Que savons-nous des Acadiennes pendant la Déportation ? Avons-nous épuisé toutes les sources les concernant ?
Si certaines Acadiennes traversent les épreuves de la Déportation avec leurs époux, enfants ou parents, nombreuses sont celles séparées de leurs cellules familiales originelles.
Veuves, orphelines, mères seules, certaines Acadiennes subissent la précarité économique, la vulnérabilité sociale et se replient, dans la mesure du possible, vers leurs anciennes solidarités communautaires. D’autres ne survivent pas aux déplacements imposés.

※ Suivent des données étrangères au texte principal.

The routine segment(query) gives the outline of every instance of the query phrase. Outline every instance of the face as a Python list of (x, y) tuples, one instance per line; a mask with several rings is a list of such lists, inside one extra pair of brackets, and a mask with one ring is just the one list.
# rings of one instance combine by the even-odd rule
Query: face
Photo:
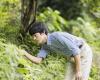
[(36, 42), (37, 45), (41, 45), (44, 42), (44, 33), (35, 33), (33, 36), (33, 40)]

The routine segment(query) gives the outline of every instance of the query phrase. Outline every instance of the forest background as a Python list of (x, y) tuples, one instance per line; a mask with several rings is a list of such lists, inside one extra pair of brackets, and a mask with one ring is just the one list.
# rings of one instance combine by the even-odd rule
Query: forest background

D’autres encore cherchent du secours auprès d’administrations étrangères prévoyant des soldes ou autres aides matérielles (au Massachusetts ou en France métropolitaine par exemple).
Les sources les plus négligées concernent les rapprochements entre ces réfugiées et le clergé catholique. Ces sources montrent que l’Église catholique n’exerce pas qu’un rôle de charité auprès des déportées acadiennes. Comme l’indique le laissez-passer ci-dessous établi sous l’égide du prêtre de Bangor en faveur des sœurs Achée, l’Église assume une plus large fonction d’encadrement voire de tutelle. Ce prêtre stipule ainsi que Marie, Geneviève et Henriette Achée « agrégées aux Acadiens établis à Belle-Isle en Mer, sont de bonnes vies et mœurs et qu’elles ont fait leurs pâques en ladite paroisse ». Si l’exemple du spiritain Jean-Louis Le Loutre nous est bien connu pour son action de réinstallation des réfugiés acadiens à Belle-Ile-en-Mer, d’autres exemples confirment cette fonction de gouvernementalité. Rappelons que l’Église concoure à l’administration des colonies françaises d’Ancien Régime où sont envoyées des centaines de réfugiées acadiennes après le traité de Paris (1763).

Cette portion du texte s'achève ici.